All complementary therapies target the autonomic nervous system response to fear, to help the receiver relax. Most people who experience these therapies call the relief they feel “heavenly”. Fear and anxiety are uncomfortable and have physical effects. When this nervous tension is broken, stress hormones are stopped from release in the receiver’s bloodstream.  A feeling of calm is restored and physical symptoms related to stress go away. In addition, complementary therapy modalities have important emotional, social, psychological and spiritual benefits.

Hospice programs are starting to recognize the value of using complementary therapy as a regular part of patient and family care.

A hospice is not required to provide complementary therapy as a service, however many programs are. Your hospice may offer complementary therapy in one of three ways:

  •  certified massage/complementary therapists volunteer time
  • complementary therapists are hired and trained in end-of-life practice and provide sessions
  • hospice team members get certifications in therapies that can be used within their professional role. Some examples: CTRN–Complementary Therapy Hospice and Palliative Care Nurse– or a Pastoral Care member certified in bedside harp

If your hospice provides complementary therapy for patient and/or caregiver support, expect that a certified therapy session is often used to provide relief of symptoms (physical and emotional) during high times of stress.

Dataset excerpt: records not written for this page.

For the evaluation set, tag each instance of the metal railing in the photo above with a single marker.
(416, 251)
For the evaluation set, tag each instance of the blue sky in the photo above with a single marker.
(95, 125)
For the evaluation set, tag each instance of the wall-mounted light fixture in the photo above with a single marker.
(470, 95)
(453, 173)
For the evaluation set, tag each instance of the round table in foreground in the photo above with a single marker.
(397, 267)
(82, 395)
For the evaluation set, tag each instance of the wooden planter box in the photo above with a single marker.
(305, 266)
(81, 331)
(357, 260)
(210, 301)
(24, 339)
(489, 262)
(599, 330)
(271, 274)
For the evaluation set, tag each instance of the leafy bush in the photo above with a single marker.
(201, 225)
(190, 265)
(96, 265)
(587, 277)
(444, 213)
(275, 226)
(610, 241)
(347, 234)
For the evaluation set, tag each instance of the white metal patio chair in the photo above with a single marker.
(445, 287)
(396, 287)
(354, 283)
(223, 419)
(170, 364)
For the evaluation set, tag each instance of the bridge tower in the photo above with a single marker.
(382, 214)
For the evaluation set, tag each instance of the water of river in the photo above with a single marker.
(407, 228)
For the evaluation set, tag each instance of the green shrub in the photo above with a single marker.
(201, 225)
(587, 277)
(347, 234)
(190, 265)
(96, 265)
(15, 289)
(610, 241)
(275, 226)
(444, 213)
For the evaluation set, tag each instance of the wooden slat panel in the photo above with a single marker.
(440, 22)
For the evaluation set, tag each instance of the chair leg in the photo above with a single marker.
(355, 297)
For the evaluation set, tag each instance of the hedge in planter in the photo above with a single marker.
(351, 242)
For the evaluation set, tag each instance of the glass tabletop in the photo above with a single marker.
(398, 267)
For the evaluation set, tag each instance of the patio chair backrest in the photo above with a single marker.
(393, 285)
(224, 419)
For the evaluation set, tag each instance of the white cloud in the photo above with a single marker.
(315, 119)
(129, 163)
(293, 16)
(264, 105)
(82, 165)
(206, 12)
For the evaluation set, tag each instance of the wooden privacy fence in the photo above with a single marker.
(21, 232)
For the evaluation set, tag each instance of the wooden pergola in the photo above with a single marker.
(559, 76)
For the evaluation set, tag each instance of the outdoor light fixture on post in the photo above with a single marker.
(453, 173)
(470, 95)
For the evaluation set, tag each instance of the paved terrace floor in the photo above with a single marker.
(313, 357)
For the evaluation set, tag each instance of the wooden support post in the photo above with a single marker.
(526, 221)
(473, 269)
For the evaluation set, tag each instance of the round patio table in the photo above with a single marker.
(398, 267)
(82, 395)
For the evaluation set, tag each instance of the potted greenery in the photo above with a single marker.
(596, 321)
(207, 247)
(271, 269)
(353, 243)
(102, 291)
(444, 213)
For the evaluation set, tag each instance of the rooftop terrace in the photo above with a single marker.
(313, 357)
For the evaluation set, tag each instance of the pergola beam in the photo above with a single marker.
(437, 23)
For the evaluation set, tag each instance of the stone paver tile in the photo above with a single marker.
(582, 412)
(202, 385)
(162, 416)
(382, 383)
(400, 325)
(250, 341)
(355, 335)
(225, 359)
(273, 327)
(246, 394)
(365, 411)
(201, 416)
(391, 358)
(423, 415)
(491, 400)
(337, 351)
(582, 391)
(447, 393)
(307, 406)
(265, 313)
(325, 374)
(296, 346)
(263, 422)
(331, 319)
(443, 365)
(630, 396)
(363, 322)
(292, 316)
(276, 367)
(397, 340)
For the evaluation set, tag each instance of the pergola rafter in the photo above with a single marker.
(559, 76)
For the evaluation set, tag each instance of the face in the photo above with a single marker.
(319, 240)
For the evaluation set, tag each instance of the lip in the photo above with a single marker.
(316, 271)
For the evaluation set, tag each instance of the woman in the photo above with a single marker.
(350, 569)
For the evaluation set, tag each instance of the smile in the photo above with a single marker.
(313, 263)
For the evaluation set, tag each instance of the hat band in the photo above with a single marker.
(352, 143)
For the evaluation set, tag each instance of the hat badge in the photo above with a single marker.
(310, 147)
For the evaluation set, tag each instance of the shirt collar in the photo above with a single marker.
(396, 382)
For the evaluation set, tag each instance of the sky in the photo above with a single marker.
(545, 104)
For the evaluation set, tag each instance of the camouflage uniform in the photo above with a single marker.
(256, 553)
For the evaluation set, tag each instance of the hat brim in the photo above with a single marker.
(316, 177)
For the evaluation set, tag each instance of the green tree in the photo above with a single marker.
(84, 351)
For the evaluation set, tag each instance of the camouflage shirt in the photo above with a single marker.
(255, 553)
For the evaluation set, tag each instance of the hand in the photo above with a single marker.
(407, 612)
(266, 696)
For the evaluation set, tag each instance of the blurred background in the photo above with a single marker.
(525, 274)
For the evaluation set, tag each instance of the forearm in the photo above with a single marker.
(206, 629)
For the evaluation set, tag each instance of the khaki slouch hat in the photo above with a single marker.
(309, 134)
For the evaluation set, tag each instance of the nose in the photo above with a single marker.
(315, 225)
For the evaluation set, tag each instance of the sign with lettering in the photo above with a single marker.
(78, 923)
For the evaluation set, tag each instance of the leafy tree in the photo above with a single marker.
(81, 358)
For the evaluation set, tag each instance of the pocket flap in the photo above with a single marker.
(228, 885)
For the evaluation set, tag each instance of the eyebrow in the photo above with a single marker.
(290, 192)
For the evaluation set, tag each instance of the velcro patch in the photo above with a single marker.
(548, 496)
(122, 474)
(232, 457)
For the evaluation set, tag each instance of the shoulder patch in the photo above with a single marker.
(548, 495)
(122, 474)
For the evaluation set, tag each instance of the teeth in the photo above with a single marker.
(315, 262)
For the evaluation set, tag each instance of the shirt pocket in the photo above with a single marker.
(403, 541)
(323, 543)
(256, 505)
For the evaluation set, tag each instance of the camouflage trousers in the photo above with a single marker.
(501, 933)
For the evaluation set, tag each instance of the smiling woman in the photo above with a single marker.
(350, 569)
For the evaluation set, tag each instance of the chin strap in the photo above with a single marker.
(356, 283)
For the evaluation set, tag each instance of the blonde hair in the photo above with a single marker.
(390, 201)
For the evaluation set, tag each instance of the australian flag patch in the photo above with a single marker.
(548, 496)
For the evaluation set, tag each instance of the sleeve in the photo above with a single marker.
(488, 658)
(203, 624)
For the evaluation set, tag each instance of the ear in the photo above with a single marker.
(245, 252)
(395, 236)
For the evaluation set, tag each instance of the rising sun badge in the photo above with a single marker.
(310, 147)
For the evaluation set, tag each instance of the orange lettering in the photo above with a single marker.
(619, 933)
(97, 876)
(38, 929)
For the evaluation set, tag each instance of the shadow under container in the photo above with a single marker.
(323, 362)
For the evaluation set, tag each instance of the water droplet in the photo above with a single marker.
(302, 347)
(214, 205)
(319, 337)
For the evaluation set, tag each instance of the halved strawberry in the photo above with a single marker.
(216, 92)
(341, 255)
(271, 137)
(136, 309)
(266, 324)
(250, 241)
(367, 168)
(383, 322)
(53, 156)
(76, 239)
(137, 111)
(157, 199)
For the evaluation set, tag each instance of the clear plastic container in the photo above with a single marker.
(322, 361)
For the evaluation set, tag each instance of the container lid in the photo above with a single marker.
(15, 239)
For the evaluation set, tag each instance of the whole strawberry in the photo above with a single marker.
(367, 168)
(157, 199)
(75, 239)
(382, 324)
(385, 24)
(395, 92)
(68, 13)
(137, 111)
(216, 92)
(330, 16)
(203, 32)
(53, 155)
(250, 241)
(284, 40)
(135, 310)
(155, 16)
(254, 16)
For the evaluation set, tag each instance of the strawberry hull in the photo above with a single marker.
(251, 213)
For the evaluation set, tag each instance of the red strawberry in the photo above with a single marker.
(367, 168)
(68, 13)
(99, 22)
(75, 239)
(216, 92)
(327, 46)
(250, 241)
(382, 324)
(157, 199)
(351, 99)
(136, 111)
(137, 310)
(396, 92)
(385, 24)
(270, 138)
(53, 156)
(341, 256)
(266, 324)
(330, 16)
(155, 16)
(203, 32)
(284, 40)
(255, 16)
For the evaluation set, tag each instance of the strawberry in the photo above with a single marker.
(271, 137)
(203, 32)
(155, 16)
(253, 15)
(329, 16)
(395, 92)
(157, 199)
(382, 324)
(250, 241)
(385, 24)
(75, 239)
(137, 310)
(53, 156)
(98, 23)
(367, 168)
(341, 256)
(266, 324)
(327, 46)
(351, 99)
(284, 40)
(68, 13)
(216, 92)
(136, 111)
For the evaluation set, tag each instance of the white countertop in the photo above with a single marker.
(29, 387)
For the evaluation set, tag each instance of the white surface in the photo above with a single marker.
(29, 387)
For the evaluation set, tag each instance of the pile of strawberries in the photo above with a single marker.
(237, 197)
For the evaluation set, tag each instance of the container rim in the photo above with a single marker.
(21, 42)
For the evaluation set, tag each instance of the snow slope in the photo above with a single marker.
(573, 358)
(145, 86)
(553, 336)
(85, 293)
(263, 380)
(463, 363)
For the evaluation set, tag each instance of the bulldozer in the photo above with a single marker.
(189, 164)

The Softer Side of Touch, Sound, and Aroma

Simplistic forms of Touch, Sound, and Aroma Therapies enhance comfort, provide for deeper connection, and grow trust. For instance, hand massage and light touch therapies are very soothing and connecting. The hand is a safe part of the body to hold;  each hand contains a thousand nerve endings that relax the nervous system when stimulated. Reflexology techniques on the hand are the best way to quickly ease tension and stress.

For some, touch can be used to ‘speak’ non verbally when words are lost or unavailable to share in a conversation. Simple light Swedish massage techniques using massage crème can hydrate stressed skin and change a task into a nurturing experience for giver and receiver.

A caregiver can add hand massage, apply a drop of lavender essential oil to a cotton square for better sleep (leave it on the pillowcase in a room), or provide the listener’s favorite music during activities of daily living.

Whether complementary therapy is provided during a therapeutic session performed by a certified therapist or becomes a shared moment between family member and loved one during a break in the afternoon routine, using sensory experiences regularly can do three things:

  • help with coping
  • provide an experience of meaningful living, nurturing
  • instill a feeling of hope

There is a Nigerian proverb that I like very much: ‘Hold a true friend with both hands.’

I think that we can hold onto each other in many meaningful ways: holding hands, playing music, sharing art, and enhancing the beauty and the aroma of our natural surroundings. When we take a few minutes to share these simple acts together, it is a reciprocity that benefits care giver and care receiver.